This repository contains the code and files used and created by the Duke University Data+ 2021 Rubenstein Library Card Catalog Team. Working with the digitized cards from the David M. Rubenstein Rare Book and Manuscript Library's physical card catalogs, our team explored the files as a way to further the library's initiative of finding and describing historically marginalized voices in their collections. We have uploaded the cards to Duke's Internet Archive Page for easy viewing for librarians and patrons alike.
We also created a structured dataset, sorted by collection of items within the catalog, named main_file_dataset.csv. Using natural language processing and some manual editing, we pulled out important metadata such as author, location, and date written and added links in the dataset to the corresponding card in the Internet Archives site. This dataset will be uploaded to the Duke Research Data Repository to allow access for those who wish to dig deeper into the files.

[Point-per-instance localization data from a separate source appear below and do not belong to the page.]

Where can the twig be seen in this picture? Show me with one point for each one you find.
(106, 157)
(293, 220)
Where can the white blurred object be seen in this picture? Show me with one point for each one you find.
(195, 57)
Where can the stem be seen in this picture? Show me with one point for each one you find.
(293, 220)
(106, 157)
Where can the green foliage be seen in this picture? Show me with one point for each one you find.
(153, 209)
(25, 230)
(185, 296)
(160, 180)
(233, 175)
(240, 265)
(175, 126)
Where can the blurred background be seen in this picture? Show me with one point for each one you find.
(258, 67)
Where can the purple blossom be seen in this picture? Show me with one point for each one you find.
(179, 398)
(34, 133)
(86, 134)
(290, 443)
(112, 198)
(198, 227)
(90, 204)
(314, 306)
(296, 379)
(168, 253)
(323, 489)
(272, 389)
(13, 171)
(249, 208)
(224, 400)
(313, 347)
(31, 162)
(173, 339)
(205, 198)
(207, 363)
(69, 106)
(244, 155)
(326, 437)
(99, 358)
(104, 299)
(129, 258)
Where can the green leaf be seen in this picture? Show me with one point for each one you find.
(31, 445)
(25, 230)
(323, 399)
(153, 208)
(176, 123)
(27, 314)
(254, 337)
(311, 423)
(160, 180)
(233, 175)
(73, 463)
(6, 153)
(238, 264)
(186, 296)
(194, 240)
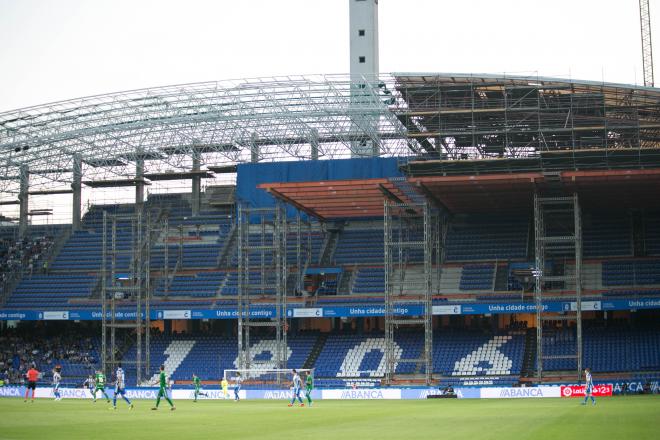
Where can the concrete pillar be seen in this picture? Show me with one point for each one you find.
(314, 143)
(363, 37)
(139, 186)
(363, 25)
(76, 186)
(196, 184)
(24, 176)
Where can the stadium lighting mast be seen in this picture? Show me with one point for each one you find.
(647, 47)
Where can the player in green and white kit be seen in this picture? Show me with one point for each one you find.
(99, 385)
(162, 391)
(309, 386)
(197, 383)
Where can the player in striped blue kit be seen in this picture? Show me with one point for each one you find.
(297, 387)
(589, 387)
(120, 388)
(237, 386)
(57, 378)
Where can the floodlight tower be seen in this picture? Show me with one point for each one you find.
(647, 47)
(363, 28)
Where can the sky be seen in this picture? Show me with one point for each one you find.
(55, 50)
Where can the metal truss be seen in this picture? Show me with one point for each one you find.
(410, 230)
(262, 278)
(228, 122)
(480, 116)
(557, 236)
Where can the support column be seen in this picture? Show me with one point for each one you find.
(76, 186)
(139, 185)
(24, 176)
(254, 148)
(314, 144)
(196, 184)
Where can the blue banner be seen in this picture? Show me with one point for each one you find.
(333, 311)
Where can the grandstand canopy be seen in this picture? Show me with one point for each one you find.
(470, 192)
(335, 199)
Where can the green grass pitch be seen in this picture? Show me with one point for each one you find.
(631, 417)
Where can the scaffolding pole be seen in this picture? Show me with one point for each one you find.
(126, 287)
(262, 278)
(557, 234)
(410, 230)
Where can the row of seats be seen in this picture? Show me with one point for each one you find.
(631, 272)
(605, 350)
(477, 277)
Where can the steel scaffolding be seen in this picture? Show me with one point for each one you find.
(262, 278)
(126, 288)
(410, 229)
(303, 238)
(557, 236)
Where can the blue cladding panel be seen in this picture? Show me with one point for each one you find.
(251, 175)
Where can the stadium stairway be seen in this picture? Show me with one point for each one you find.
(529, 358)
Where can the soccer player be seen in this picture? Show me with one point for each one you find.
(32, 376)
(57, 377)
(120, 388)
(309, 386)
(225, 385)
(237, 386)
(162, 390)
(99, 385)
(89, 383)
(297, 386)
(589, 387)
(198, 386)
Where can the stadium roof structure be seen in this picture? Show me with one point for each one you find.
(348, 198)
(477, 120)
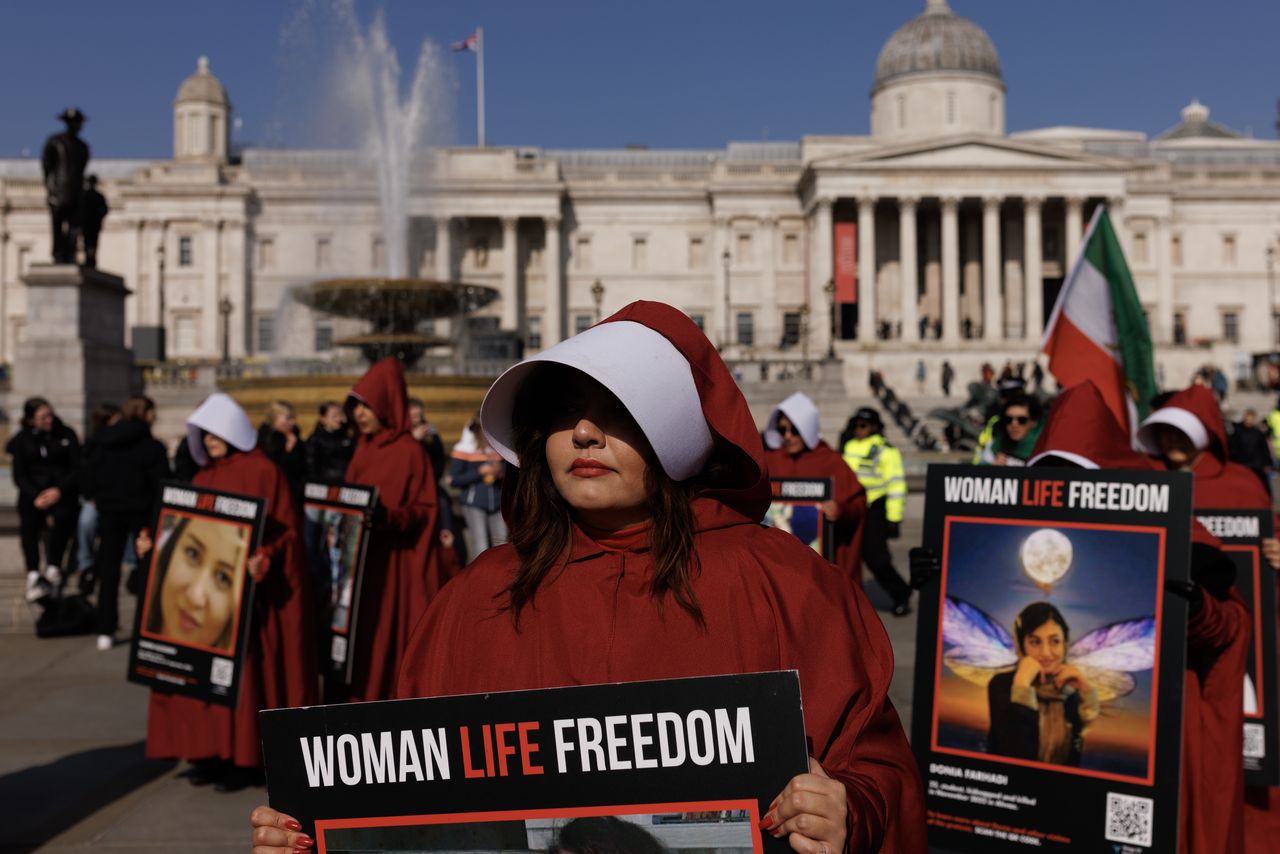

With the dataset we created, we analysed what and who is present in these cards. We explored the demographics of the authors and items cataloged, as well as analysed how the information within the cards relates to the history of Duke University. We completed spatial frequency mapping on the level of the United States and of North Carolina counties, in addition to visualizing the international countries present in the cards. This analysis has been compiled into a web app for easy access. There is copious rich information present in the files, and our Data+ project is just the tip of the iceberg. We hope that future research teams will continue to dissect the card files and continue to gain insights into Duke's history.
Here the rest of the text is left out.